Randy Merkel

Personal information
- Date of birth: March 20, 1976 (age 50)
- Place of birth: Carol Stream, Illinois, U.S.
- Height: 5 ft 10 in (1.78 m)
- Position: Midfielder

Youth career
- 1995: Penn State Nittany Lions
- 1996–1998: Maryland Terrapins

Senior career*
- Years: Team / Apps / (Gls)
- 1999–2000: Raleigh Express / 55 / (5)
- 2001: Atlanta Silverbacks / 17 / (0)
- 2001: → Miami Fusion (loan) / 1 / (0)

= Randy Merkel =

American soccer player

Randy Merkel is an American retired soccer midfielder who played professionally in the USL A-League and Major League Soccer.

Merkel began his collegiate career in 1995 at the Penn State. He then transferred to the University of Maryland where he played on the men's soccer team from 1996 to 1998.

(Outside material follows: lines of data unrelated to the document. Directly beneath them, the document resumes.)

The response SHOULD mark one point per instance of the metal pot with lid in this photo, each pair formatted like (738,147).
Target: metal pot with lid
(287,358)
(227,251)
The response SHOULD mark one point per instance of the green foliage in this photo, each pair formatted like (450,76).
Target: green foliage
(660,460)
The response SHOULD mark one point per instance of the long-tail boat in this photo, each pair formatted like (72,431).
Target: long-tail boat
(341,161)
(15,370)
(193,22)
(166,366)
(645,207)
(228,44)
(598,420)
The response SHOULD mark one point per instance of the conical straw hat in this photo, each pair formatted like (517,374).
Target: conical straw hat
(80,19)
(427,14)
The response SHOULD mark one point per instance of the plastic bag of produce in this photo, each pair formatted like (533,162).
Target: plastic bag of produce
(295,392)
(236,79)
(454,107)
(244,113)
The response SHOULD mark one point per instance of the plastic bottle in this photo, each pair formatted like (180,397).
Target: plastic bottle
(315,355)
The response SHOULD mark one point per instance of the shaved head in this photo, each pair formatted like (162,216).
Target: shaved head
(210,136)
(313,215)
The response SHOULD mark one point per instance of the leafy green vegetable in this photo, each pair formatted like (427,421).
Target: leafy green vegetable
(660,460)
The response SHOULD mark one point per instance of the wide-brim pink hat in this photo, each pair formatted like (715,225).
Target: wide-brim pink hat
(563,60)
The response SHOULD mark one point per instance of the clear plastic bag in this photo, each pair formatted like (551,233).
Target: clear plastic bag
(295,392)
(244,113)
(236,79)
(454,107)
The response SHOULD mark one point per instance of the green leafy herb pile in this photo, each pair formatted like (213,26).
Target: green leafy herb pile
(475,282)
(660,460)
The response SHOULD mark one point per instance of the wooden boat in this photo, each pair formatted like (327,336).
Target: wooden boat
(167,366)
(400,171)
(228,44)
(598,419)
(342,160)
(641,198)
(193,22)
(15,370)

In February 1997, the Columbus Crew selected Merkel in the third round (thirty-third overall) of the 1999 MLS College Draft. The Crew released Merkel in the pre-season and he signed with the Raleigh Express of the USL A-League. In 2001, Merkel moved to the Atlanta Silverbacks. In June 2001, the Miami Fusion of the Major League Soccer called up Merkel for one game. The Silverbacks released Merkel in February 2002.